This image, taken by the UT Austin microscope, shows a T-cell (bottom) attacking a tumor cell (top right).
Packed inside every tiny cell, there’s a nucleus, DNA, RNA, rocketing vesicles, walking vesicles, proteins, mitochondria and other biological structures bustling with activity.
And because of the diminutive size and constant motion of these biological structures inside and surrounding a living cell, it remains difficult even for the most advanced microscopes to deliver an image of them.
So, Thomas Milner, professor in the Cockrell School of Engineering at The University of Texas at Austin, and Martin Poenie, associate professor in UT Austin’s College of Natural Sciences, are working to give scientists and engineers a sharper image of this tiny, moving cellular scene.
They are developing and testing a new light-based microscope that they believe is an improved platform for viewing cells, viruses and other biological structures.
Their goal is to develop a microscope that can advance scientific knowledge and help scientists and engineers diagnose diseases and develop new life-saving treatments.
While the microscope is still under development, the researchers have already been able to see viruses emerging from living cells. And they are attempting to image the cytoskeletal structures inside T-lymphocyte cells to gain a better understanding of how they kill tumor cells. Other researchers have been able to image T-cells interacting with tumor cells, but have not yet been able to see inside a T-cell.

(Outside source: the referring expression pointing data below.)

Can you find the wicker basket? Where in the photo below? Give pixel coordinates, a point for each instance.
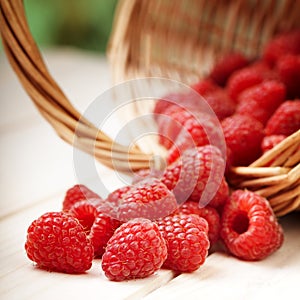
(175, 39)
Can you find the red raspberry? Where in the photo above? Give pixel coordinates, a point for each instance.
(196, 175)
(77, 193)
(221, 103)
(199, 131)
(187, 241)
(247, 77)
(209, 213)
(136, 250)
(271, 141)
(101, 231)
(243, 136)
(170, 124)
(285, 120)
(249, 227)
(226, 66)
(203, 87)
(57, 242)
(149, 199)
(285, 43)
(260, 101)
(85, 212)
(221, 195)
(288, 67)
(145, 173)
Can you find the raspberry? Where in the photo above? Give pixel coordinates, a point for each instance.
(260, 101)
(221, 103)
(288, 67)
(85, 212)
(199, 131)
(187, 241)
(243, 135)
(249, 227)
(203, 87)
(226, 66)
(149, 199)
(77, 193)
(136, 250)
(57, 242)
(209, 213)
(285, 43)
(145, 173)
(170, 124)
(247, 77)
(285, 120)
(115, 197)
(196, 175)
(101, 231)
(271, 141)
(221, 195)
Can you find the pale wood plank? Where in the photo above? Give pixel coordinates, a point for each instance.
(21, 280)
(225, 277)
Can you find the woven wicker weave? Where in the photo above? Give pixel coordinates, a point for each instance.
(170, 38)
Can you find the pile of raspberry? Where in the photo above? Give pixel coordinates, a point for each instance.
(174, 218)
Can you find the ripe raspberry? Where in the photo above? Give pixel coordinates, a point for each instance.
(187, 241)
(271, 141)
(285, 120)
(85, 212)
(101, 231)
(209, 213)
(285, 43)
(196, 175)
(226, 66)
(136, 250)
(115, 197)
(243, 135)
(149, 199)
(288, 67)
(197, 131)
(77, 193)
(260, 101)
(170, 124)
(221, 103)
(221, 195)
(247, 77)
(145, 173)
(249, 227)
(203, 87)
(57, 242)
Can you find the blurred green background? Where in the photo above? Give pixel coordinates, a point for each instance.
(85, 24)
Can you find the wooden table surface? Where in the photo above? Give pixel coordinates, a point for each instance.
(37, 168)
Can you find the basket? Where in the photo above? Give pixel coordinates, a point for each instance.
(174, 39)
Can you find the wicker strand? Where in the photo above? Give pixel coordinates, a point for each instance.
(52, 103)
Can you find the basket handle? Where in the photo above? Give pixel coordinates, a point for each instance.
(27, 62)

The UT Austin microscope can produce images that show structures as small as 25 nanometers (about 3,000 times smaller than the diameter of a human hair) for sustained periods of time, without the use of fluorescent dyes or other contrast agents.
“With our new microscope, you can really see structures that you can’t normally see with current microscopes due to their size,” Poenie said. “For example, you can see individual microtubules that are 20 to 25 nanometers in diameter, and you are seeing these objects without stains or contrast agents going onto the specimen.”

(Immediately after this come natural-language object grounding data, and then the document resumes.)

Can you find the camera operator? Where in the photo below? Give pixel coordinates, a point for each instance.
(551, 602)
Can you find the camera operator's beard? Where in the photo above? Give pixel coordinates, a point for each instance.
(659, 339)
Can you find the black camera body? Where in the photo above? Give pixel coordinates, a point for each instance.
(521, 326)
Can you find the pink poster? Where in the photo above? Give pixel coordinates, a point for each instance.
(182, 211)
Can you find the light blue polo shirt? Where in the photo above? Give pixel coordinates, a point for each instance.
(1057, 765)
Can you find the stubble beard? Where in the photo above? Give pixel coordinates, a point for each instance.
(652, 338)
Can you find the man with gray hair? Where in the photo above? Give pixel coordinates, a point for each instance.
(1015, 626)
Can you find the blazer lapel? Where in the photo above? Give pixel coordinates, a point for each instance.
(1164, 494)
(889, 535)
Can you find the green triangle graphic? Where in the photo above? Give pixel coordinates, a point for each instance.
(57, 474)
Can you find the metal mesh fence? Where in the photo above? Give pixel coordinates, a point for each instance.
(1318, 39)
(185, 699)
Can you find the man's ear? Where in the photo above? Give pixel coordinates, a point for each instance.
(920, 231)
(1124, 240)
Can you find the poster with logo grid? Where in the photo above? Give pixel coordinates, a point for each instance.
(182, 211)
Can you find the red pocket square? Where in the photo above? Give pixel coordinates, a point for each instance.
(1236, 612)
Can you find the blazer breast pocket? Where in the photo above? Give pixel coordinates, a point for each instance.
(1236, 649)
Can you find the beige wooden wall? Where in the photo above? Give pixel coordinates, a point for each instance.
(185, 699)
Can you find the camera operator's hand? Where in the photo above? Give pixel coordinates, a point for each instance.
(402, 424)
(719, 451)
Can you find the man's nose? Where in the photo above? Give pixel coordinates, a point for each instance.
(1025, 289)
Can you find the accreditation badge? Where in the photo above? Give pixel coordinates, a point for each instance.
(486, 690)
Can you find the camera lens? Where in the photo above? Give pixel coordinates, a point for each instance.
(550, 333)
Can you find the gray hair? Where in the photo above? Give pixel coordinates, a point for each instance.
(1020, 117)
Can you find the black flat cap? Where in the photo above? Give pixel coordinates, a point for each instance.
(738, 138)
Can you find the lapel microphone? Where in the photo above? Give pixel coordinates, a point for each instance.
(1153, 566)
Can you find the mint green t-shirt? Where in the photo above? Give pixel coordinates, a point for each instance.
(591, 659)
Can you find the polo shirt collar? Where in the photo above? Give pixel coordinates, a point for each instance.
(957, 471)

Their new light-based microscope relies on spectroscopy, the use of different colors of light or wavelengths of light to extract information about an object and create an image. Specifically, the microscope takes advantage of polarized light, a type of light wave, to generate contrast with a biological sample and to help deliver an image or picture of a structure that scientists can use.

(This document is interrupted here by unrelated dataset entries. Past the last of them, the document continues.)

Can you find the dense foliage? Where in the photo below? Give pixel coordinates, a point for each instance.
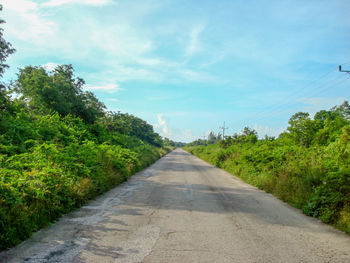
(56, 153)
(308, 166)
(60, 148)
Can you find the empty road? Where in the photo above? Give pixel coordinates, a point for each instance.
(182, 209)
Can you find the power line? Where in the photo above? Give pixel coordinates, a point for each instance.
(223, 131)
(313, 93)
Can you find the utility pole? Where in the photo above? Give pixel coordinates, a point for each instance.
(346, 71)
(223, 131)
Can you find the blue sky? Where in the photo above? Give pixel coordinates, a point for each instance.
(188, 66)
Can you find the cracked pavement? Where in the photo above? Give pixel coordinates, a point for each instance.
(182, 209)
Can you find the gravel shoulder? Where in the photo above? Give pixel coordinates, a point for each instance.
(182, 209)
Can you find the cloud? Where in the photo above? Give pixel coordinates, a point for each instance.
(194, 44)
(50, 66)
(313, 105)
(162, 123)
(53, 3)
(112, 99)
(23, 21)
(110, 88)
(267, 130)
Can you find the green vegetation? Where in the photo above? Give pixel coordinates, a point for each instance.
(308, 166)
(60, 148)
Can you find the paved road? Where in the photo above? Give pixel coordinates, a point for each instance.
(182, 209)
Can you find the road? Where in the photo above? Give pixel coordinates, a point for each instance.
(182, 209)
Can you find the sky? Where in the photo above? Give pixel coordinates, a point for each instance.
(188, 66)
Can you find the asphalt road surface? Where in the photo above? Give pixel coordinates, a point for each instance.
(182, 209)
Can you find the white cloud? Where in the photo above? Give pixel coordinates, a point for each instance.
(20, 6)
(113, 100)
(110, 88)
(162, 123)
(50, 66)
(316, 104)
(24, 22)
(266, 130)
(194, 44)
(53, 3)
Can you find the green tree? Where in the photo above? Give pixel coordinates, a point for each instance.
(301, 128)
(6, 49)
(58, 91)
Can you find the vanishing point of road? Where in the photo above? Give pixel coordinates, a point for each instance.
(181, 209)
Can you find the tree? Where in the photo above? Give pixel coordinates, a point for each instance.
(301, 128)
(6, 49)
(58, 91)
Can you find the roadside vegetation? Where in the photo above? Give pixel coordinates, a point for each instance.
(59, 147)
(307, 166)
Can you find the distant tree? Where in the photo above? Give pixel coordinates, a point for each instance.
(58, 91)
(6, 49)
(302, 129)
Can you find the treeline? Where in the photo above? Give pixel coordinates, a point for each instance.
(59, 147)
(307, 166)
(211, 139)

A major shortcoming of other advanced microscopes is that they rely on fluorescent dyes for contrast, and these fluorescent molecules typically offer only seconds of continuous imaging at a high resolution. The UT Austin microscope, however, offers continuous imaging of a cell for hours without the need for contrast agents. In addition, the polarized light generates sharper images than those that use fluorescent dyes.
“You see all sorts of things in and around the nucleus where things have never been observed. You can see vesicles light up, presumably because of the collagen inside them,” Milner said. “It’s just amazing what you can see.”
Milner and Poenie are still working to refine their microscope and collect data on its capabilities. But they also believe their microscope could be better than existing technologies at producing images of specific structures, such as viruses. To date, scientists have struggled to successfully use fluorescent dyes to tag a virus that can be consistently utilized in the diagnosis of an infection.
In the near future, they hope to develop algorithms to display their images in real time, which would allow scientists and engineers to leverage even greater information about an object than is now possible.
Milner and Poenie have founded a new startup, called Spectropol, to commercialize this technology.